Outre se contenter de relayer sans ciller le discours gouvernemental, la sphère médiatique française lui donne abondamment la parole : à la télévision, deux invités sur trois font partie de la majorité aux affaires. Quant aux «experts de base», ils sont des ouvriers de la pensée unique se vautrant avec délectation dans la vacuité du spectacle. Ainsi maintient-on le bon peuple dans l'ignorance afin de le neutraliser. Pour les anticonformistes, ceux qui proposent des analyses hétérodoxes ou un autre modèle de civilisation, la «couverture médiatique» a rétréci au lavage : on leur réserve éventuellement les émissions tardives ou confidentielles; sinon, on leur laisse le web et les publications «sérieuses».
Les faiseurs d'opinions
Il suffit d'un sondage, généralement basé sur peu de choses, pour susciter un «emballement de la machine médiatique» (le média, déshumanisé, est donc une machine incontrôlable). On l'a vu avec Dominique Strauss-Kahn, qui a bénéficié d'un engouement monté de toutes pièces des semaines durant alors que le directeur du FMI n'avait certainement pas songé lui-même à revenir en France ni faire acte de candidature pour 2012. Maintenant que le soufflé est retombé et que l'affaire tourne au ridicule, on passe à autre chose : le sondage Harris Interactive publié samedi dans Le Parisien sur les intentions de vote des Français… à quatorze mois du scrutin, vanté comme une «alerte», tombe à pic pour créer un nouvel écran de fumée.
Car c'est bien de cela qu'il s'agit : d'un écran de fumée. George Orwell avait listé, selon lui, les trois grands maux de l'humanité : «l'idôlatrie nationaliste», le «mensonge organisé» et la «distraction permanente». Nous y sommes !

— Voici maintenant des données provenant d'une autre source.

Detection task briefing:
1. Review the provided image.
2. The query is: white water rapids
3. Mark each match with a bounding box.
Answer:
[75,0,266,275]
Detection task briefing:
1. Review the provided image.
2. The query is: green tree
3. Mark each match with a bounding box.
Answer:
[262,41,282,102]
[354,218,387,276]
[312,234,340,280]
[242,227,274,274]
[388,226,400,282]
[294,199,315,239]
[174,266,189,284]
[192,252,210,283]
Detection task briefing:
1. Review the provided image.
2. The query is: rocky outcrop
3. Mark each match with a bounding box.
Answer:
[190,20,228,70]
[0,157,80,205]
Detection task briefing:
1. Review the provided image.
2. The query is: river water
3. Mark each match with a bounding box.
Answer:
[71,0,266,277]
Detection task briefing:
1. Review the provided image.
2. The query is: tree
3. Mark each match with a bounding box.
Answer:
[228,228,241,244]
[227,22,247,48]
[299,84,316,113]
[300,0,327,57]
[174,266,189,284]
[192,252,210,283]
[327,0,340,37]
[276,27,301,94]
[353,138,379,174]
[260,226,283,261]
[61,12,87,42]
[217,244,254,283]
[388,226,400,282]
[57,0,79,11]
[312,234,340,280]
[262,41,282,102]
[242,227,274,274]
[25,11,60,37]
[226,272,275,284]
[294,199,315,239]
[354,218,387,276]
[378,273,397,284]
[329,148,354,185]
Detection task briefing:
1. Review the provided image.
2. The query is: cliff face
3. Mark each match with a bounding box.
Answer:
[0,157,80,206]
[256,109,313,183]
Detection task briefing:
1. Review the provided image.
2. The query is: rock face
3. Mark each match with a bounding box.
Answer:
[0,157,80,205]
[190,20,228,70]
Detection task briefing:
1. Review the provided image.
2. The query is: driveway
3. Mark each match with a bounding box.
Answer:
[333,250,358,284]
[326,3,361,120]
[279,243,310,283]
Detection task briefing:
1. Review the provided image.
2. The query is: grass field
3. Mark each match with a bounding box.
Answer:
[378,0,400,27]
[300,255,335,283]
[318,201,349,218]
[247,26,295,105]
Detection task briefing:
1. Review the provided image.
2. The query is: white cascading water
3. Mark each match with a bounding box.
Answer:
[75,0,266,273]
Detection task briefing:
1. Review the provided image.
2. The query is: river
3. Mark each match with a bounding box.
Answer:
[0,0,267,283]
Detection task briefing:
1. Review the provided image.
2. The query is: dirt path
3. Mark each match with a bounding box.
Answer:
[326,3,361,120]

Le spectre du 21 avril 2002
Alors qu'ils devraient se faire une opinion par eux-mêmes sur des bases sérieuses afin de voter en leur âme et conscience, «les gens se sont mis à intégrer les sondages dans leurs raisonnements», a benoîtement admis le politologue Roland Cayrol, hier soir à "C dans l'air" sur France 5. Certains de ces sondages, aussitôt relayés par un «emballement médiatique», influencent désormais les électeurs : sauf erreur, cela s'appelle de l'instrumentation.

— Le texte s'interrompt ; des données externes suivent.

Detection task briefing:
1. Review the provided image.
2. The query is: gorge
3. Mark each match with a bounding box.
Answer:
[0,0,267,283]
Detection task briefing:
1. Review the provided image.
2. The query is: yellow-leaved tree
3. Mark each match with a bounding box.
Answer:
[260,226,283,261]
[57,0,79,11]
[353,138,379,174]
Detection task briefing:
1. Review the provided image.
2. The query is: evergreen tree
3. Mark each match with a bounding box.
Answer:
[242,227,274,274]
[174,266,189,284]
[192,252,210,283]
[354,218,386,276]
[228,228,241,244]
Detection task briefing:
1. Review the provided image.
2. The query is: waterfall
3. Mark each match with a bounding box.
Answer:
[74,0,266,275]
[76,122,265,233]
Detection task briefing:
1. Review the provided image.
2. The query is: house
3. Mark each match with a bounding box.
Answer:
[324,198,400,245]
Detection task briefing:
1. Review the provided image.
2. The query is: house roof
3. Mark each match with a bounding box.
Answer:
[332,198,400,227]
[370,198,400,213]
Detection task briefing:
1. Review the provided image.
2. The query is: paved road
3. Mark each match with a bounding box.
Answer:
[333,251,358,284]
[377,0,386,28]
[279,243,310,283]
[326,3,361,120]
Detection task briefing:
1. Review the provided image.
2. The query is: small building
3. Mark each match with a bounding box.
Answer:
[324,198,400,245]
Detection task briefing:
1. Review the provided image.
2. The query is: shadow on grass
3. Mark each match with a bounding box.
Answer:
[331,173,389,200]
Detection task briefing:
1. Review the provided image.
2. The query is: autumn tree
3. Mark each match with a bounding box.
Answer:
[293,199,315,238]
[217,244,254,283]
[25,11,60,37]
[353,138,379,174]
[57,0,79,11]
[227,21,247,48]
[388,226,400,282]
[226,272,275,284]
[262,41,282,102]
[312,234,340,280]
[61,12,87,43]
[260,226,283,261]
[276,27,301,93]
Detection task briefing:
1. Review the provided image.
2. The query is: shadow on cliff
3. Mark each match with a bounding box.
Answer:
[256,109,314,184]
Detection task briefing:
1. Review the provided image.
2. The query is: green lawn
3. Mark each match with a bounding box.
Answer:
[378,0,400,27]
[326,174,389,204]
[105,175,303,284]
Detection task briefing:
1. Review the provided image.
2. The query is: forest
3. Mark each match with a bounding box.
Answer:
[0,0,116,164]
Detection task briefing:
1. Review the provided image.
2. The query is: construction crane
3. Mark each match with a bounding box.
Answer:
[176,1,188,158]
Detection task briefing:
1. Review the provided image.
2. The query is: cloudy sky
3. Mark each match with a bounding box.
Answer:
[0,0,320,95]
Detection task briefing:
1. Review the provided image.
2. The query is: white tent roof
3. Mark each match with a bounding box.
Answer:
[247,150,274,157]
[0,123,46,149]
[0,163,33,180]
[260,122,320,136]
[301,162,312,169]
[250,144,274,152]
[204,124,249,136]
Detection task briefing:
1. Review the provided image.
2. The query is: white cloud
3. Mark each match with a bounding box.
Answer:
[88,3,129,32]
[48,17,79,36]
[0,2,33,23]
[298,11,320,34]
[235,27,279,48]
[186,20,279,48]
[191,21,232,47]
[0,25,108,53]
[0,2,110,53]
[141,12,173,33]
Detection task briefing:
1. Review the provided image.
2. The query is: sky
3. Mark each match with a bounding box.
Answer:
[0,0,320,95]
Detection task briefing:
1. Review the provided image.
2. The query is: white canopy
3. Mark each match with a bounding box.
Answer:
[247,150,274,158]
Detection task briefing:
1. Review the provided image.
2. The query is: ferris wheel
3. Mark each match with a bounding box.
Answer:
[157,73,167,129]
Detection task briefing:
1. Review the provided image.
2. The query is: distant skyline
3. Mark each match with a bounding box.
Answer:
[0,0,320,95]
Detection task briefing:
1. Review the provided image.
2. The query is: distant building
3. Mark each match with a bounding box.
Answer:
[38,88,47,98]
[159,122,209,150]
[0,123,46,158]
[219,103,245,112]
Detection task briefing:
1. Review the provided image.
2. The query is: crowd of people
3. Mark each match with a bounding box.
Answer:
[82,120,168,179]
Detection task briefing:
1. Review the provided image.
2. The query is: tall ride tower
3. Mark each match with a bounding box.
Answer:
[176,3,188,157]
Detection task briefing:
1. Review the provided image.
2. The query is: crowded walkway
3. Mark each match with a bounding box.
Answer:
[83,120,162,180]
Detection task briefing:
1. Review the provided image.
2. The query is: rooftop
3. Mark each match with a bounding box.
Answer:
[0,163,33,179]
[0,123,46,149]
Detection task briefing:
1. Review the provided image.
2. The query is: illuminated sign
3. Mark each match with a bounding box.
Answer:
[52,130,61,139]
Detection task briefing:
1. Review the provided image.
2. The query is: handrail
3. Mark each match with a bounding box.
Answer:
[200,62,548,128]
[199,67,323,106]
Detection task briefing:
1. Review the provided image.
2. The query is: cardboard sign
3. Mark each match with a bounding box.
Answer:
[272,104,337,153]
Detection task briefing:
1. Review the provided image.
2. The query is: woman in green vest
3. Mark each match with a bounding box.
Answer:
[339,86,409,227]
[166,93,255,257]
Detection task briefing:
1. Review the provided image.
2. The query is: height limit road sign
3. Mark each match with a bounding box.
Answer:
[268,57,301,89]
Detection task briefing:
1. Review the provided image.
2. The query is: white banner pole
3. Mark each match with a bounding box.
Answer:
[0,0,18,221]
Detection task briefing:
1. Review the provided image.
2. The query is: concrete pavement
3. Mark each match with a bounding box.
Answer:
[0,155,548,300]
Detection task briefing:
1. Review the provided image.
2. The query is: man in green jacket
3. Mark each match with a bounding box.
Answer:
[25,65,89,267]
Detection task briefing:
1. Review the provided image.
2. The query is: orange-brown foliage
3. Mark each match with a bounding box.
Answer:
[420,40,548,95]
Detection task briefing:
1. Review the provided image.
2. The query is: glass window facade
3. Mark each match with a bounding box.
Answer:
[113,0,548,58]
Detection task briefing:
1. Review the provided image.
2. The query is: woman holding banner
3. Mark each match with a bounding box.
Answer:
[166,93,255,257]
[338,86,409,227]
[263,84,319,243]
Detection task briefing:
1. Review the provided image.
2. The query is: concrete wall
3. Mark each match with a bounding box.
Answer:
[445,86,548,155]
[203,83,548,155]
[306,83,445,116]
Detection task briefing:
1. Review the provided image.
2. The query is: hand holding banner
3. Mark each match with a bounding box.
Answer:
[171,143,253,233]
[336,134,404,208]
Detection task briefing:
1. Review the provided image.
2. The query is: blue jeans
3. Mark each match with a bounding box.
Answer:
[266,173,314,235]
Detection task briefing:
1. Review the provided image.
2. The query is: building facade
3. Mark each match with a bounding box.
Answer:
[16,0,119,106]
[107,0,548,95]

Résultat, «on est beaucoup plus stratège parce qu'on sait ce qu'on risque», a poursuivi le fondateur de l'Institut de sondages CSA, plaidant par la même occasion pour le «vote utile». Tant pis pour la morale démocratique : les petites candidatures «de témoignage» ou «d'agitation d'idées», dont les porte-parole n'ont aucune chance d'être élus, sont en filigrane accusées de polluer les élections et priées de céder leur place aux grandes formations — toujours les mêmes — face au «danger frontiste». Jean-Luc Mélenchon, qui a qualifié Marine Le Pen de «diable de confort des piliers du système», a tout compris. Adieu le débat démocratique : ce sont les sondeurs et les éditocrates qui le confisquent et le mènent à notre place, en le vidant de sa substance. Si ce n'est pas une forme de dictature, comment qualifier cet état de fait ?
Et voici qu'après DSK, les médias jettent leur dévolu sur Marine Le Pen, lui donnant une image flatteuse sinon acceptable. Avec l'esprit moutonnier qui les caractérise, tous font sa promotion. Marine Le Pen n'a pas besoin de faire campagne pour le moment : d'autres, à des degrés divers, la lui font gratis. Le résultat est pathétique.